Archives pour la catégorie Administration du personnel

Infractions routières : l’employeur devra communiquer le nom du salarié

Jusqu’à présent en cas d’infraction routière avec un véhicule appartenant à l’entreprise, le salarié ne risquait pas de retrait de point, si l’employeur ne communiquait pas son nom. Restait seulement l’amende à payer…

Mais depuis un arrêté du 15 décembre 2016, applicable au 1er janvier 2017, les informations concernant le salarié auteur de l’infraction doivent être adressées à l’autorité compétente.

Désormais, lorsqu’a été constatée de façon automatisée une infraction au code de la route commise avec un véhicule dont une personne morale est propriétaire ou détentrice, le représentant légal de celle-ci est tenu de désigner la personne physique qui conduisait ce véhicule, à défaut de quoi est encourue l’amende prévue pour les contraventions de la 4e classe, d’un montant de 750 € (Code de la route art. 121-6).

Dans les 45 jours à compter de l’envoi ou de la remise de contravention, l’employeur doit communiquer l’identité, l’adresse et la référence du permis de conduire du salarié (Code de la route, art. A. 121-1 ; 121-2).

Source : YN avocat Lyon droit du travail janvier 2017

Rupture conventionnelle : nécessité d’un entretien préalable

Lorsqu’une rupture conventionnelle est signée entre un employeur et un salarié, un ou plusieurs entretiens préalables sont obligatoires.Un formalisme est requis puisque le salarié a la possibilité de se faire assister lors de cet entretien. Le formulaire CERFA mentionne d’ailleurs clairement ce point et la ou les dates d’entretiens doivent y être portées.

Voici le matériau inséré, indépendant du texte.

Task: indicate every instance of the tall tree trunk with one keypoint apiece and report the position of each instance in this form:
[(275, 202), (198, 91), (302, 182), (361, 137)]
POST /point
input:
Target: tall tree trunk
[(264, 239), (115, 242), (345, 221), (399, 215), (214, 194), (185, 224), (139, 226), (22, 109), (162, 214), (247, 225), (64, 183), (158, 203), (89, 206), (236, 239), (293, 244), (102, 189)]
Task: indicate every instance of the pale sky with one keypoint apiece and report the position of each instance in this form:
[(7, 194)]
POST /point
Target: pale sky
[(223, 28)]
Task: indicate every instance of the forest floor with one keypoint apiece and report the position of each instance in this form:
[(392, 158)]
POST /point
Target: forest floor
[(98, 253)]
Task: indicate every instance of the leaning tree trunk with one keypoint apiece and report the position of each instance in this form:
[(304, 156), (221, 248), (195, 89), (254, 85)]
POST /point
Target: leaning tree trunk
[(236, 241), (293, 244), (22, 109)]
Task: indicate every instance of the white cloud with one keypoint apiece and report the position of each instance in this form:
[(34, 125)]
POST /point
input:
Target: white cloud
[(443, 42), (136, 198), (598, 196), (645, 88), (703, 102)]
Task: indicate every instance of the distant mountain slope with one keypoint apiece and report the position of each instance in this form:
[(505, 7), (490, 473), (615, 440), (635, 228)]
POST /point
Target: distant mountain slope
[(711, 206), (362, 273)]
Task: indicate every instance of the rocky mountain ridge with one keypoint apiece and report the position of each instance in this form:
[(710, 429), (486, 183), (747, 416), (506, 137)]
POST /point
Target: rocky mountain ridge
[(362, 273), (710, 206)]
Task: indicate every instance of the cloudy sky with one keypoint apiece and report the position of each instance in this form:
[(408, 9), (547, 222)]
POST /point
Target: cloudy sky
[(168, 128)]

Dans un arrêt très récent en date du 1er décembre 2016, la Cour de cassation juge que le défaut d’entretien entraîne la nullité de la rupture conventionnelle à a condition toutefois que le salarié en apporte la preuve. En effet, c’est à celui qui se prévaut de la nullité d’en apporter la preuve.

Dans les faits, ce sera difficile pour le salarié de le prouver, dès lors que les documents signés mentionnent bien l’existence d’un entretien, même si celui-ci n’a pas eu lieu en réalité.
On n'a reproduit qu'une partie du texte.